Getting there isn't necessarily half the fun. It's a 13-hour flight from Seattle to Seoul, and another eight hours from Seoul to Bangkok. After arrival in Bangkok at 11 p.m., it was a relief to get a short night's sleep at the airport hotel, before continuing for another two hours to Luang Prabang. Coming home simply reversed that process, with the addition of an eight-hour layover in Bangkok, and a 13-hour layover in Seoul. I was exhausted on arrival home, of course -- but in pretty good shape and on adrenaline when I arrived in Laos.
We stayed at a beautiful, small hotel overlooking the confluence of the Mekong and Nam Khan rivers. The view of the small boats passing by from my balcony was always entertaining, as were the views from the outdoor café across the street where the hotel served our breakfast. The weather was tropically warm, but quite moderate in the early morning and late evening. Conditions were well nigh idyllic.
The "ancient" section of Luang Prabang is a long peninsula between the two temporarily parallel rivers. Only four streets run the length of the peninsula, interrupted at one point by Mt. Phousi, a sacred hill with a famous shrine on the summit. The old city contains about 34 "wats," or temples, but is largely given over otherwise to the needs of tourists. The commercialism is there, but is always tasteful and never really blatant -- largely, no doubt, because the city is protected as a UNESCO-designated cultural site. UNESCO imposes strict rules on how each building is used and how, if it all, it can be modified. Local officials seem somewhat concerned that their city is being held back as a museum, but with tourism the major source of income, their protests are muted.

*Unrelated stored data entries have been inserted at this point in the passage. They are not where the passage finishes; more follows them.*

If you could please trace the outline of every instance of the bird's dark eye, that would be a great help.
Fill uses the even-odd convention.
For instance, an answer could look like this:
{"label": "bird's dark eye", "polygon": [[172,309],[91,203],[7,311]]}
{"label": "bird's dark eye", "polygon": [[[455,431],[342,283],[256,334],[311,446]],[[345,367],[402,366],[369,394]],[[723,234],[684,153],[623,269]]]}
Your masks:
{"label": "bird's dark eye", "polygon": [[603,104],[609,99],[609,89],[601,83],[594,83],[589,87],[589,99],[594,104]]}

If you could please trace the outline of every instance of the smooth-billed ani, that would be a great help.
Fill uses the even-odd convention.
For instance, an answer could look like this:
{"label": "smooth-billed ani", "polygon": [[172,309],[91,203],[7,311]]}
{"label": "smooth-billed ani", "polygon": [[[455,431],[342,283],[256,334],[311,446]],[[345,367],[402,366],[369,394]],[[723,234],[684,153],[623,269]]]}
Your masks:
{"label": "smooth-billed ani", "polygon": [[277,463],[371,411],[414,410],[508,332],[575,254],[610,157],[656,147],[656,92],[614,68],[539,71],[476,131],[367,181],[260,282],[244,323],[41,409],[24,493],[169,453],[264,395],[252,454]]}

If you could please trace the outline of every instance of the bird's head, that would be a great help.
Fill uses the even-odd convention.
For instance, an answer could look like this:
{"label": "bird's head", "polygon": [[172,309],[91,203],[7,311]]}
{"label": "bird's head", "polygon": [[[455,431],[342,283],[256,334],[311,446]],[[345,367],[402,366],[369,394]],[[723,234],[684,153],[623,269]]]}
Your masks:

The entire old city is easily walkable from one end to the other. When we went beyond this peninsular core, we traveled by tuk tuk -- small trucks used as taxis. Aside from tuk tuks, virtually all the motorized traffic is by motor scooter.
We hung out with Maury and her mother, and attended birthday parties for Maury at her school and at a hotel outside the central area. We spent a lot of time walking, drinking in riverside watering holes and eating in riverside cafés, and visiting temples. Photographic opportunities were everywhere. We made a couple of excursions out of town -- to the Pak Ou caves, two hours up the Mekong by small water taxi; and the Kuang Si waterfall, about an hour ride by tuk tuk.
I spent only eight nights in Luang Prabang, which is a short visit for such a long journey -- but felt as though I'd been there long enough to have a good acquaintance with the city. The Lao seem to be a happy people. The service everywhere was relaxed and friendly -- friendly even beyond the friendliness normally dictated by good customer relationships.
I left Luang Prabang (or LP, as now I familiarly call it) feeling relaxed and pleased with my visit. I'm quite sure I'll be back.